Comme son nom l’indique, la monotraite consiste à ne traire les vaches qu’une fois par jour, matin ou soir, en fonction des besoins de l’éleveur. « Pour certains, le but est d’être avec ses enfants le matin, pour d'autres, c’est d’être avec eux le soir », détaille Valérie Brocard, chef de projet pour l’Institut de l’élevage. Les éleveurs qui choisissent ce système cherchent à se libérer du temps pour des besoins familiaux, pour un autre atelier de la ferme ou des engagements professionnels. « Certains pratiquent la monotraite toute la semaine alors que d’autres supprimeront seulement la traite du dimanche soir par exemple. C’est très souple. La plus grosse difficulté, c'est de se convaincre que l'on peut le faire et que cela ne va pas avoir de conséquences négatives sur les animaux. »

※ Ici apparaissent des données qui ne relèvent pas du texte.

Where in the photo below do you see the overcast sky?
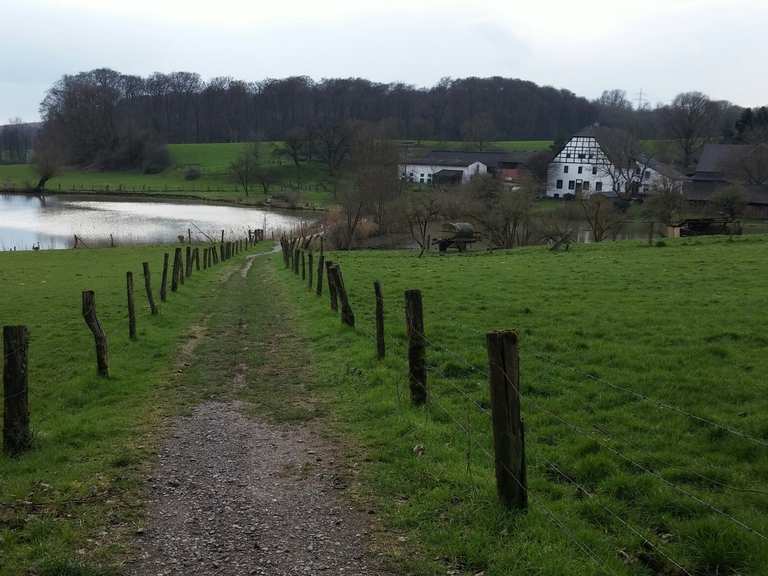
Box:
[0,0,768,124]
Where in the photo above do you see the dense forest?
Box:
[6,69,760,169]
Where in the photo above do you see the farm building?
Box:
[400,150,531,184]
[546,126,684,198]
[686,144,768,217]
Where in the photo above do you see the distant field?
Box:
[0,142,327,205]
[275,236,768,576]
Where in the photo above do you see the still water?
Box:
[0,194,312,250]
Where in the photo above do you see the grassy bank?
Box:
[0,142,330,206]
[0,242,258,576]
[273,236,768,576]
[0,140,551,207]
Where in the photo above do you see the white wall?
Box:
[400,162,488,184]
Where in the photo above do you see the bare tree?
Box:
[32,122,64,194]
[316,121,355,176]
[578,193,622,242]
[338,181,366,250]
[349,126,402,228]
[597,128,653,206]
[229,142,260,196]
[664,92,718,168]
[469,176,536,248]
[406,189,441,257]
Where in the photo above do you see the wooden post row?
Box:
[307,252,315,290]
[315,252,325,296]
[125,272,136,340]
[373,280,386,360]
[160,252,168,302]
[171,248,182,292]
[83,290,109,378]
[3,326,32,456]
[405,290,427,406]
[331,264,355,326]
[141,262,157,316]
[486,330,528,509]
[325,260,339,312]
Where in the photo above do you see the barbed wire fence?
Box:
[272,236,768,576]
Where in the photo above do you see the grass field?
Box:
[0,140,551,206]
[273,236,768,576]
[0,142,328,205]
[0,242,258,576]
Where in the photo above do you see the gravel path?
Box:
[130,402,384,576]
[127,248,386,576]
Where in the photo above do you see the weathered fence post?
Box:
[171,248,181,292]
[141,262,157,316]
[125,272,136,340]
[325,260,339,312]
[333,264,355,327]
[373,280,386,360]
[316,252,325,296]
[3,326,32,456]
[486,330,528,509]
[405,290,427,406]
[83,290,109,378]
[160,252,168,302]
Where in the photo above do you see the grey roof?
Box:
[685,182,768,206]
[692,144,752,182]
[403,150,535,168]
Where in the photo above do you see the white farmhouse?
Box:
[546,126,683,198]
[399,150,488,184]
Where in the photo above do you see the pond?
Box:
[0,194,315,250]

La plus grosse difficulté, c'est de se convaincre que l'on peut le faire et que cela ne va pas avoir de conséquences négatives sur les animaux.

Valérie Brocard

Des vaches qui s’adaptent facilement

La première réticence envers ce système concerne la santé des vaches. Mais selon les expérimentations menées depuis une vingtaine d'années, le passage à la monotraite n’a pas d’incidence sur le bien-être de l’animal. «Lorsqu'on réduit la fréquence à une traite par jour, la production laitière des vaches va baisser assez rapidement. Au bout de deux ou trois jours, comme on trait moins, on stimule moins la mamelle, la production baisse. Donc, il n’y a aucun risque d'un point de vue du bien-être animal. Les vaches ont une capacité d'adaptation qui est très rapide », estime Valérie Brocard. Malgré tout, il est conseillé aux éleveurs qui commencent de mettre toutes les chances de leur côté : « Il faut plutôt commencer quand les vaches dorment à l'extérieur sur quelque chose d'assez souple, avec un régime alimentaire à base d'herbe qui va être peu coûteux. Pas de concentré évidemment. On ne va pas stimuler la production d'un côté alors qu'on la réduit de l'autre », poursuit Valérie Brocard.

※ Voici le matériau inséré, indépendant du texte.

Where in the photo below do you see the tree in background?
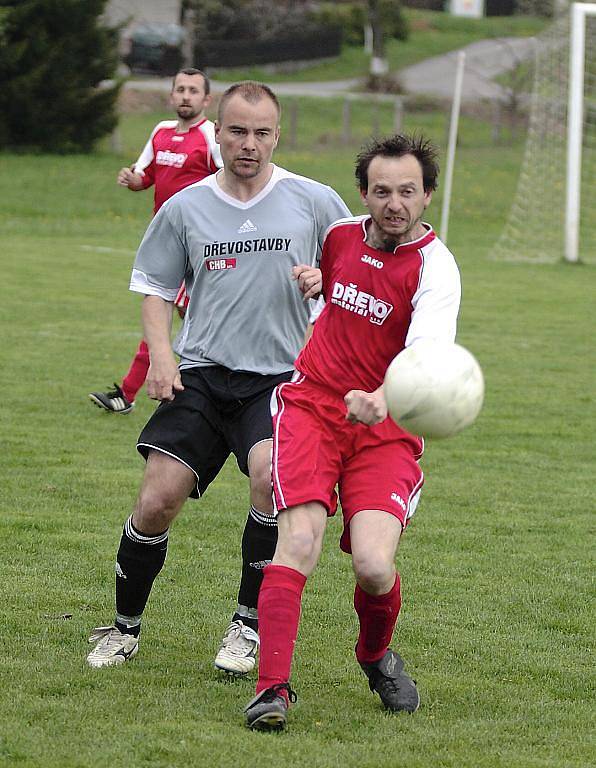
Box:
[366,0,408,91]
[0,0,120,152]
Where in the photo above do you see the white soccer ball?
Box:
[383,339,484,438]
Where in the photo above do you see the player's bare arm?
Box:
[344,386,387,427]
[143,296,184,400]
[117,168,143,192]
[292,264,323,301]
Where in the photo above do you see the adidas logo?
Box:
[116,560,127,579]
[238,219,257,235]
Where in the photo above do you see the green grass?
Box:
[206,8,546,83]
[0,109,596,768]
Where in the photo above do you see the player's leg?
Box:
[89,339,149,415]
[245,502,327,730]
[88,369,229,666]
[245,380,345,729]
[349,510,420,712]
[87,451,196,667]
[215,440,277,675]
[215,373,290,675]
[340,427,423,712]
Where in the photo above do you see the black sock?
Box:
[115,516,169,635]
[233,507,277,630]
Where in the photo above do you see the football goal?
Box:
[495,3,596,263]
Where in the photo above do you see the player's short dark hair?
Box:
[217,80,281,123]
[356,134,439,192]
[172,67,211,96]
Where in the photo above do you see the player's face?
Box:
[360,155,432,250]
[215,94,279,179]
[170,74,211,123]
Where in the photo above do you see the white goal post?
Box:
[492,0,596,264]
[565,3,596,261]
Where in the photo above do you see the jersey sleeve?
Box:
[134,123,162,189]
[308,294,325,325]
[405,241,461,347]
[130,204,187,302]
[200,120,223,173]
[317,187,351,248]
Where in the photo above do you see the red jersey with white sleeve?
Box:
[296,215,461,397]
[271,216,461,536]
[134,117,223,213]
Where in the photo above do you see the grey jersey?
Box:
[130,166,350,374]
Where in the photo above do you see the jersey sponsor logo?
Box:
[238,219,257,235]
[203,237,292,259]
[331,282,393,325]
[205,259,236,272]
[360,253,384,269]
[155,149,188,168]
[391,493,406,512]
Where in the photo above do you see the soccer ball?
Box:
[383,339,484,438]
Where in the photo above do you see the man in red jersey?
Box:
[89,68,222,415]
[245,136,460,730]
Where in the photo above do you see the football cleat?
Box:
[87,627,139,667]
[215,620,259,676]
[360,649,420,712]
[244,683,298,731]
[89,384,135,415]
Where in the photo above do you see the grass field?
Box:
[0,103,596,768]
[205,8,547,82]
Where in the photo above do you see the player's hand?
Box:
[147,357,184,401]
[292,264,323,301]
[344,387,387,427]
[118,168,135,187]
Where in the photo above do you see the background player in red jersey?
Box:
[89,68,222,414]
[245,136,460,730]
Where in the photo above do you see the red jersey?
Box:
[296,216,461,397]
[134,117,223,213]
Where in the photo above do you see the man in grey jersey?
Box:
[87,82,349,675]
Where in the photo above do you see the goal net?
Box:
[494,3,596,263]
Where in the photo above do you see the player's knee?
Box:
[352,555,395,595]
[250,464,273,514]
[276,528,319,573]
[133,486,182,533]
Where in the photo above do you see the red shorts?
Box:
[271,374,424,552]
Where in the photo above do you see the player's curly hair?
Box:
[356,134,439,192]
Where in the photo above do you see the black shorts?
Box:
[137,366,293,498]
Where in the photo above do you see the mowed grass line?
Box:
[0,109,596,768]
[206,8,547,83]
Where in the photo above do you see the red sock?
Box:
[354,573,401,664]
[256,565,306,693]
[122,339,149,403]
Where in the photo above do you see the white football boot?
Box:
[87,627,139,667]
[215,620,260,675]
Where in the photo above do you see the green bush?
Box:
[312,0,409,45]
[311,3,366,45]
[0,0,119,152]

Selon les chiffres de la chambre d’agriculture de Normandie, une baisse de 25 % des volumes produits est observée en moyenne. La production de lait diminuant, les recettes aussi. Mais là encore tout dépend de l’objectif de l’éleveur. « L’agriculteur doit faire ses comptes et réfléchir à ce qui est le plus important pour lui. Par exemple, il peut en être à une période de sa carrière où il a moins d'annuités à payer et donc finalement ce n’est pas gênant pour lui d’avoir un peu moins de recettes », développe Thierry Métivier. 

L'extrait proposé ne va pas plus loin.